Obviously, yes, Einstein, I do indeed feel neglected. That's why I just said it. However, quite separately from that, I'm also starting to feel extremely lightheaded, like my brain has somehow disconnected from my spinal cord. But I suppose that kind of makes sense, if I think about it. Because even though I can remember pretty much everything I had to drink over the past few days (two Corona Lights, a Mike's Hard Limeade and a Whiskey Sour last night and a mug of straight black coffee this morning), I cannot for the life of me remember when or what I last ate. On the other hand, I definitely remember exactly when I slept last: Sunday: the day before my fight with Hannah started. That was three days ago. Maybe I really do need professional help.

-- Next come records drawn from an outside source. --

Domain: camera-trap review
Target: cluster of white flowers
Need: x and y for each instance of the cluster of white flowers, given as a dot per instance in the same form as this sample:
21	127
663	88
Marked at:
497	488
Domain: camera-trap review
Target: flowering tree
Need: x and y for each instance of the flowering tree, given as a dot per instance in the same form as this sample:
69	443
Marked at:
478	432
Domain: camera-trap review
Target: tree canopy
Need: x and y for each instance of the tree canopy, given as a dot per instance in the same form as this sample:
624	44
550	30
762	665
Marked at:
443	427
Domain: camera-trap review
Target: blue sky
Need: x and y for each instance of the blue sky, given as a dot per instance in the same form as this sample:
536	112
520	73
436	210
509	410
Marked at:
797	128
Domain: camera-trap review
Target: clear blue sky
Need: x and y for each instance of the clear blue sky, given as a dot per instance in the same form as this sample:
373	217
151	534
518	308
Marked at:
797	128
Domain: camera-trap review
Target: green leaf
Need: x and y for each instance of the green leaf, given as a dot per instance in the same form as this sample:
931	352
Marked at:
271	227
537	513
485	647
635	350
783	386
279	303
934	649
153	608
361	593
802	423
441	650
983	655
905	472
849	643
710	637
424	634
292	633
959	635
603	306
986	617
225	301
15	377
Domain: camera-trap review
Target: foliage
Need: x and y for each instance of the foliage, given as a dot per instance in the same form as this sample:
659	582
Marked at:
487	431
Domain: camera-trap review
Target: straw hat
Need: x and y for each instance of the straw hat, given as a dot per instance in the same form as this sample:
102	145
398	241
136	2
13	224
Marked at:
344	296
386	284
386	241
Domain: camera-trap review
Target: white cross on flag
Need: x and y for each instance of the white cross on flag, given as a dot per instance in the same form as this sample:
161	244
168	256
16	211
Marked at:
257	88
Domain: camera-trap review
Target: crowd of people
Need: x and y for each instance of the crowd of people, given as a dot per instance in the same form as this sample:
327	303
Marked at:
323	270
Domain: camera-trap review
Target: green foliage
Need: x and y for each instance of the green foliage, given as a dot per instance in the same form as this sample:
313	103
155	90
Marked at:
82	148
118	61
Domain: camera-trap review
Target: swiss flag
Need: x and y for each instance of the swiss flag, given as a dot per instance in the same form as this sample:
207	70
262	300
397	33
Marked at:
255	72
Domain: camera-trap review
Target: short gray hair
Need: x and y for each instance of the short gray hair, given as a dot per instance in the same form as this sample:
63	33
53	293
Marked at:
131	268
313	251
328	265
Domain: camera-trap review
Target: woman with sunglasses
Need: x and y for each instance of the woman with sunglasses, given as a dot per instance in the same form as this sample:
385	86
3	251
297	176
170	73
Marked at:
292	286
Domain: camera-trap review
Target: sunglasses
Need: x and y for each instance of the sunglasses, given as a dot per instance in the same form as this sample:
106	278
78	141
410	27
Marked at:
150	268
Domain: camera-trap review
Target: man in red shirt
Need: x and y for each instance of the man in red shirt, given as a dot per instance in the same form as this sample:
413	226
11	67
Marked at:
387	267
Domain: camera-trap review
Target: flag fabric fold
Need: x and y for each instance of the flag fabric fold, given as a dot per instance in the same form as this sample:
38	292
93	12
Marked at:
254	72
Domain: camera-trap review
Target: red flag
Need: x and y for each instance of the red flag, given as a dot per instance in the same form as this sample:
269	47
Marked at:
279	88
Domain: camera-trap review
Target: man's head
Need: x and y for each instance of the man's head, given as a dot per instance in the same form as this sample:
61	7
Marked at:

The therapist is scribbling something down when my attention jolts back to him.
"What are you writing?" I ask.
He continues staring down at the notepad. "Well, Jessa, I can see that you aren't super enthusiastic about talking to me. That's fine, but I really think you would benefit from talking to someone. It doesn't seem like you're in any real danger right now, but I feel like there's a lot going on with you that you aren't saying."
Brilliant. Glad they gave this guy a degree to come up with gems like that. I roll my eyes and reach for the paper.
"And these are?"
"Those are some names of other psychologists," he says. "I really hope you get in touch with one of them. And preferably as soon as possible."
At this point, I can no longer bring myself to even pretend to be polite. "Whatever," I say under my breath.